The tomato of today may contain only 5–10% of the original bioenergetic value. Your tissues receive little real nourishment; they do not grow or regenerate properly because the food is, in essence, weak and almost “dead.” This applies, to some degree, even to many organic tomatoes (depending, of course, on the health of the soil). Organic may mean fewer chemicals, but if the land itself is exhausted, the bioenergetic value is still low.
Without healthy, truly nutritious food, the human body and brain do not develop normally and cannot remain robust for long. They are often kept artificially functioning by modern medicine. Wise men and women do not run to the doctor every other day. They do not need to, because they seek to live a genuinely healthy life in body, mind, and spirit.
Advanced technology is a great gift in the hands of mature people. It simplifies many tasks and makes life easier and more efficient for those who have already grown through difficulty, hardship, and trial; for those who have learned something from life.
The downside of today’s advanced technology is that it often keeps immature people immature. Their neural networks do not develop as they should, and children do not grow properly into maturity. Brain scans show little difference in certain patterns of deterioration between drug or alcohol addiction and severe forms of digital addiction. An infantile mind with a gadget in its hand 24/7 remains infantile.
A gaming-centered society lacks pragmatism. It struggles to make reasonable choices. It lacks the capacity to use advanced technology efficiently and sustainably.
People today are acutely aware of their smartphones and the apps inside them, yet many are almost completely unaware of the nature outside them. They watch beautiful 4K videos of forests, oceans, and mountains, yet very few actually go out to experience that beauty directly.
Direct connection is what creates growth.
Without it, we get stuck in a kind of parasitism—feeding off representations of life instead of life itself. Growth occurs when a child uses a gadget to connect to a library halfway across the globe, to read a rare book in another language, using a translation tool if necessary.
“Why read at all? Why learn a new language?” the infantile voice says. “Google has all the books. Google can translate anything.”
And so a zombie-land develops and grows.
Only through direct experience in nature, in life, does a human truly evolve and grow. If there is no real growth, there is little value in our presence here on Earth. The very matrix of this planet is development. Everything is in a process of growth—from the tiniest bacterium to the giant sequoia tree.
Excess, by contrast, merely multiplies itself without evolving into something constructive or life-giving. What does not grow, in a meaningful way, becomes a kind of cancer and eventually self-destructs.
And so we return to our Maestro and the harmonious orchestra: the invisible hand of Nature that steps in and says, “It is time to bring the ecosystem back into balance.”
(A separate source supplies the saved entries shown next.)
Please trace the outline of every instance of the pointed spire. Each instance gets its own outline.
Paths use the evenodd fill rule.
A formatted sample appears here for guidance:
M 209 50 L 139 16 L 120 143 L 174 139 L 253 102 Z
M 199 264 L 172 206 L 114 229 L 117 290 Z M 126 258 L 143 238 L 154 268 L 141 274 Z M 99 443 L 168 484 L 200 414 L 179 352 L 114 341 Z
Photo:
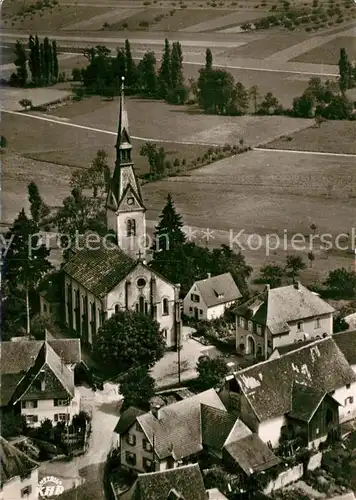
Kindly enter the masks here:
M 116 149 L 128 149 L 131 147 L 129 120 L 125 107 L 125 77 L 123 76 L 121 77 L 119 126 L 117 130 Z

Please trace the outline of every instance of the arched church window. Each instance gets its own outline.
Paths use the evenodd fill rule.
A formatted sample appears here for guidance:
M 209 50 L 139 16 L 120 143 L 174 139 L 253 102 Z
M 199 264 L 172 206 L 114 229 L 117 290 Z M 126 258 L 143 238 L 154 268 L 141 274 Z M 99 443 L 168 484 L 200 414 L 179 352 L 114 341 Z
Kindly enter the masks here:
M 115 314 L 118 314 L 119 311 L 120 311 L 120 306 L 119 306 L 119 304 L 116 304 L 115 305 Z
M 163 315 L 167 316 L 169 314 L 169 302 L 168 299 L 163 299 L 162 301 Z
M 145 298 L 140 297 L 138 300 L 138 309 L 141 314 L 145 312 Z
M 135 221 L 135 219 L 127 219 L 126 232 L 127 232 L 127 236 L 136 236 L 136 221 Z
M 145 278 L 139 278 L 137 280 L 137 286 L 139 288 L 144 288 L 146 286 L 146 280 L 145 280 Z

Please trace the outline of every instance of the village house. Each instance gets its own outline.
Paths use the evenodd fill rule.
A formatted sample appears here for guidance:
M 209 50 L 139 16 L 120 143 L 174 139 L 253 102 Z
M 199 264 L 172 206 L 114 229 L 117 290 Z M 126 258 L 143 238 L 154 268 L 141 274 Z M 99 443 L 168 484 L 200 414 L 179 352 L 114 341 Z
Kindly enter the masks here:
M 115 500 L 208 500 L 198 464 L 138 474 L 133 486 Z
M 356 373 L 356 330 L 334 333 L 333 339 Z
M 333 332 L 334 308 L 301 283 L 266 289 L 236 309 L 236 350 L 267 359 L 276 347 Z
M 65 322 L 92 346 L 103 322 L 120 310 L 151 315 L 167 347 L 180 345 L 179 286 L 146 262 L 146 209 L 131 158 L 123 88 L 120 97 L 115 169 L 106 202 L 108 231 L 116 244 L 97 234 L 82 235 L 64 265 Z
M 218 462 L 225 458 L 248 475 L 279 463 L 257 435 L 251 437 L 251 430 L 227 412 L 214 389 L 148 413 L 128 408 L 115 433 L 122 466 L 136 472 L 181 467 L 201 453 Z
M 298 438 L 312 447 L 356 416 L 356 375 L 326 338 L 228 376 L 220 397 L 270 446 Z
M 18 410 L 33 427 L 45 419 L 70 423 L 79 413 L 74 384 L 79 339 L 2 342 L 0 353 L 2 408 Z
M 223 316 L 240 297 L 240 290 L 230 273 L 196 281 L 184 298 L 184 314 L 199 320 Z
M 0 437 L 0 500 L 38 499 L 39 464 Z

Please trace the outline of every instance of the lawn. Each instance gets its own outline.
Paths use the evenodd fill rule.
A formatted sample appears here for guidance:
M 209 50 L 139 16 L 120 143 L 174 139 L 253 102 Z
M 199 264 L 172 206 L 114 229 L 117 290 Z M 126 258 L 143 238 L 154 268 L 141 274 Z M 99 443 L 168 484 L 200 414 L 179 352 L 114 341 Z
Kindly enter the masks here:
M 223 13 L 222 11 L 215 12 L 215 16 L 206 21 L 197 18 L 194 22 L 191 22 L 188 27 L 182 31 L 191 33 L 200 33 L 203 31 L 217 31 L 223 28 L 228 28 L 230 26 L 243 24 L 247 21 L 253 21 L 265 17 L 268 15 L 266 10 L 256 11 L 255 9 L 250 10 L 237 10 L 228 13 Z M 192 18 L 193 19 L 193 18 Z
M 264 146 L 271 149 L 297 149 L 324 153 L 356 154 L 355 123 L 329 121 L 276 139 Z
M 351 36 L 340 36 L 333 38 L 324 45 L 320 45 L 304 54 L 299 55 L 293 61 L 318 64 L 338 64 L 340 49 L 345 48 L 350 61 L 356 59 L 356 38 Z

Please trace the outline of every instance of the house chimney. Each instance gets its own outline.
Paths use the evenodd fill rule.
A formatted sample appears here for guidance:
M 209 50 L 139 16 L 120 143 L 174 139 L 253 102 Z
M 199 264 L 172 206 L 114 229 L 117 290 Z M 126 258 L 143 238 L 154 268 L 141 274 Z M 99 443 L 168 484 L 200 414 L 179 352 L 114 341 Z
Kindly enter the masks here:
M 211 278 L 211 273 L 208 273 L 208 279 L 210 279 L 210 278 Z
M 300 290 L 301 289 L 301 283 L 300 283 L 300 281 L 297 281 L 296 283 L 294 283 L 294 288 L 296 290 Z
M 265 290 L 268 292 L 271 289 L 271 285 L 267 284 Z
M 152 415 L 158 419 L 158 415 L 159 415 L 159 409 L 160 409 L 160 405 L 155 405 L 152 409 L 151 409 L 151 413 Z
When humanity becomes weakened by excess—by multiplying without deepening, by consuming without truly growing in wisdom or care—life responds. Crises, including plagues and pandemics, can be seen not only in medical terms but also as symbols of a system strained to its limits, struggling to correct itself. That which does not grow in awareness and responsibility tends to deteriorate, decay, and pass away.
Excess is being stripped away, along with mountains of waste—masks, plastics, toxins, and habits that no longer serve life. The planet is, in its own way, cleaning itself. Nature preserves what is pure, or at least what honestly and earnestly strives toward purity, health, and balance. There is no reason to purge what is untainted or sincerely attempting to heal.
Nature holds close in its arms the mindful, the humble, and those who are healthy in body, attitude, and spirit. It is the great Maestro, constantly adjusting the orchestra of life, inviting us to play our part in tune with harmony and balance rather than in the shrill, exhausting noise of excess.